If one considers what the CHR actually do, 1,000 pesos is a princely sum. The CHR is, essentially, a redundant organisation. A third wheel. Its presence alone reminds Filipinos that theirs is an inefficient Third World nation — a society where you need watchdogs to watch the watchdogs who watch the police. The issue of “human rights” cannot be solved by kluges such as the CHR, however. It should be addressed by fixing law enforcement and the criminal justice system. But rather than focus resources on the root causes of social injustice and developing systemic solutions, somebody came up with the bright idea of creating the CHR.
We can thank Cory Aquino’s 1987 Yellowtard Constitution for the waste of space that is the CHR. Because Filipinos were so high on anti-police and anti-military opiates back in 1987 following their “people power revolution”, they regarded their police and military as the problems and not the potential solutions that they should have been regarded as. So, the geniuses of the time thought, well, let’s throw in a couple hundred million bucks to employ permanent “human rights advocates” to watch over the police and the army. Unfortunately, instead of an objective advocate, what they essentially created was a political animal.
The CHR was, in short, born of politics and will, ultimately, die of politics.
Indeed, in hindsight, it is now easy to see that hatred for the police and the army is primarily politically-motivated. It is an outcrop of Martial Law Crybabyism — because the “victors” of that 1986 coup d’etat built their slogans on a rebellion rhetoric that demonises the police and the military. It is on that hatred that the CHR built its brand and value proposition — that Filipinos can run and make sumbong to them if they are harassed by state forces. Like shamans, priests, and fortune tellers, the CHR thrives in a society that believes in ghosts and superstition. When a society matures into a more secular and level-headed one, religion and shamanism are out the door. When Filipinos build professional police and military forces, the CHR is out the door.

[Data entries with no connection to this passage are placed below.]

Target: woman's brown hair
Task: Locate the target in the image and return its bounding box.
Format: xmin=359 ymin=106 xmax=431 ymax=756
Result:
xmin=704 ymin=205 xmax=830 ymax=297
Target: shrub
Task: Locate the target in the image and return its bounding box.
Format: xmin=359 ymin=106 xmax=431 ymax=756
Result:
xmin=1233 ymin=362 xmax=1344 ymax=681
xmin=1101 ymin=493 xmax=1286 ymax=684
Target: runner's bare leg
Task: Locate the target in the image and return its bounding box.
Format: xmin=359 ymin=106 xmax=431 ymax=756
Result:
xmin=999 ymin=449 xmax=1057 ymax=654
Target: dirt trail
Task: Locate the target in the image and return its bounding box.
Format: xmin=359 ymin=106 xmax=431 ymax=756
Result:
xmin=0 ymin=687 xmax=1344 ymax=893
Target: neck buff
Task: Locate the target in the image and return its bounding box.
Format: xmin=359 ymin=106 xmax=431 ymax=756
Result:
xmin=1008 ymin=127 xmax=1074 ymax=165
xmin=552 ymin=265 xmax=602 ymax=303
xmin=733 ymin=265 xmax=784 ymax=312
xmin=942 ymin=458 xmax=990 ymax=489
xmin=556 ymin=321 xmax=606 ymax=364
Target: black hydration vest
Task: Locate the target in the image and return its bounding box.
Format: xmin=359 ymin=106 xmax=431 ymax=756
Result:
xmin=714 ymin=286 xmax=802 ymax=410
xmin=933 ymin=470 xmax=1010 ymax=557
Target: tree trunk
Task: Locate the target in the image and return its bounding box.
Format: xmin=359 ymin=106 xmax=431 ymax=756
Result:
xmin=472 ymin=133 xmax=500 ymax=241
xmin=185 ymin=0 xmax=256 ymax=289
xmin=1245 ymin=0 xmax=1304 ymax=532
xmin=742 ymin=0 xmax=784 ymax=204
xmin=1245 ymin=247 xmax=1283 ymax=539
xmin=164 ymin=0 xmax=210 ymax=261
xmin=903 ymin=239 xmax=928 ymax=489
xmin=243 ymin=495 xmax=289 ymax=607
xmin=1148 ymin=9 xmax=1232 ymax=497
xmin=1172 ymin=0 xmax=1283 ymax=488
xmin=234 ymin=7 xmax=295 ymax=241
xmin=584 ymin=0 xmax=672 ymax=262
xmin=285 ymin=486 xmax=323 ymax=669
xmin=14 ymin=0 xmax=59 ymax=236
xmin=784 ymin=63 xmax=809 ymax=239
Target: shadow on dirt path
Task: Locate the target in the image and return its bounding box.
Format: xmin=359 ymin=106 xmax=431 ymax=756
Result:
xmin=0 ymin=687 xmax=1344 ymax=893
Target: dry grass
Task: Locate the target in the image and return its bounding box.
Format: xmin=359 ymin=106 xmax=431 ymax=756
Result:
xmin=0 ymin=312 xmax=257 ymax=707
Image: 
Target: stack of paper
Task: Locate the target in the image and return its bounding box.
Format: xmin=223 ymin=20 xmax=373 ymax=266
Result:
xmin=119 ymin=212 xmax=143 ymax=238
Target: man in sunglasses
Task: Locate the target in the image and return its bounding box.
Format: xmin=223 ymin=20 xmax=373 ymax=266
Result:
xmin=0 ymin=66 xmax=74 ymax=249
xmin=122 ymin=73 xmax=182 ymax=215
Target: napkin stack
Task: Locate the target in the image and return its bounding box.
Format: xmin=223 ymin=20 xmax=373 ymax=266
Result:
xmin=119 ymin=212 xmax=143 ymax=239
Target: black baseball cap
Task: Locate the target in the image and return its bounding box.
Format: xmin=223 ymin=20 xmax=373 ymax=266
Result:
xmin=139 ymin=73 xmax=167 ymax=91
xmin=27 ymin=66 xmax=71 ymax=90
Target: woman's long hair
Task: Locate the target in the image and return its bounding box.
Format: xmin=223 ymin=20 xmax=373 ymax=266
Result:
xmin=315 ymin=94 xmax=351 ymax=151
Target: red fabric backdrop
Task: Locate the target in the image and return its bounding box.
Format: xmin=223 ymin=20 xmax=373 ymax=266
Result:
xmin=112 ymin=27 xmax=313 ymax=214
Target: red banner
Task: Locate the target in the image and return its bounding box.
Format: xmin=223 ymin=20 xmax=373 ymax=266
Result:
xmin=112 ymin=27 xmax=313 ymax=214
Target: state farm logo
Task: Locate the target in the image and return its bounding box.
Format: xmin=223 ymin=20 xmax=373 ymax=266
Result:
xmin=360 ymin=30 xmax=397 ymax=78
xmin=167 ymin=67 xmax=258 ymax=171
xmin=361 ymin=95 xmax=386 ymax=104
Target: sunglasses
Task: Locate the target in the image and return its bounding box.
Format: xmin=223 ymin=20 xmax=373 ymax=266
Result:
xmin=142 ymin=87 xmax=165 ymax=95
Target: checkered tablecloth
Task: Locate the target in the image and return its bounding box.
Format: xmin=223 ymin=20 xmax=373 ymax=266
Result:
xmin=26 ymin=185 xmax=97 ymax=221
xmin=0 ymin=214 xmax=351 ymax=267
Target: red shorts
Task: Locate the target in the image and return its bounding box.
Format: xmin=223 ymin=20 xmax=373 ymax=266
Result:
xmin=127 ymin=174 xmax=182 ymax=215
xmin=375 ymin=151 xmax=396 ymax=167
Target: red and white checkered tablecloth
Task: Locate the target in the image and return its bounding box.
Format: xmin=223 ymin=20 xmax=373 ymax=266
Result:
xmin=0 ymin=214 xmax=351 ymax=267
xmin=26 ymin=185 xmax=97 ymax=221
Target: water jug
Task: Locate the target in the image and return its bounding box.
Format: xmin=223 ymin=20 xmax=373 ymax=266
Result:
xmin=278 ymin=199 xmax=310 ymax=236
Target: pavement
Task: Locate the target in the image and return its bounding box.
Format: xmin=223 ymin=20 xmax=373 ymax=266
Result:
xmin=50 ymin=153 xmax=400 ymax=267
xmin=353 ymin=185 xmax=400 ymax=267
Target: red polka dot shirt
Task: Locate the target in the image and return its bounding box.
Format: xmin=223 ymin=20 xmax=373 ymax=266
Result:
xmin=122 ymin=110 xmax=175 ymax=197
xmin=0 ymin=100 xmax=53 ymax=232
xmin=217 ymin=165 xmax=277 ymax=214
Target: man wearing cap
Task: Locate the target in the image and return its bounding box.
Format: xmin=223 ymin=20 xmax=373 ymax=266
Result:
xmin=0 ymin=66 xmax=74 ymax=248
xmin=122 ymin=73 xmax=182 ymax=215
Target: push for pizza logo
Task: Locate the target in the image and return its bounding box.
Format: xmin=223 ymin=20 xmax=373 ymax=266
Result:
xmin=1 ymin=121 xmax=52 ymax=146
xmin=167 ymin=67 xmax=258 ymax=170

Seeing that Filipinos are once again warming to the police and the army and are led by a president who puts their soldiers’ and policemen’s welfare above that of crooks and rebels, the CHR’s time to dismantle itself has come. If they don’t do it themselves, somebody will do it for them. It seems that Congress has taken that first step.
That said, what is a professional CHR chief executive to do? Simple. Don’t do what Chito Gascon is doing by being a crybaby about the whole thing. Gascon is a relic of a time when the CHR was a successfully-manufactured beacon of morality and, as such, goes about his job with a sense of entitlement. Under his watch (and predecessors who carried with them that same sense of entitlement), the CHR became akin to the Catholic Bishops’ Conference of the Philippines (CBCP) — an institution that remains too comfy with a sense of entitlement to a moral ascendancy they no longer possess. If the CHR is to regain its relevance, it needs to professionalise and disengage from politics. The police and army have done the same — perhaps not to the standards many of us would like to see it achieve, but are evolving nonetheless.
The same cannot be said about the CHR and its cousin in self-entitlement, the CBCP both of which have yet to shed their organisational cultures of moral pomposity and evolve into modern institutions that do not insult the intelligence of the Filipino people as a matter of routine.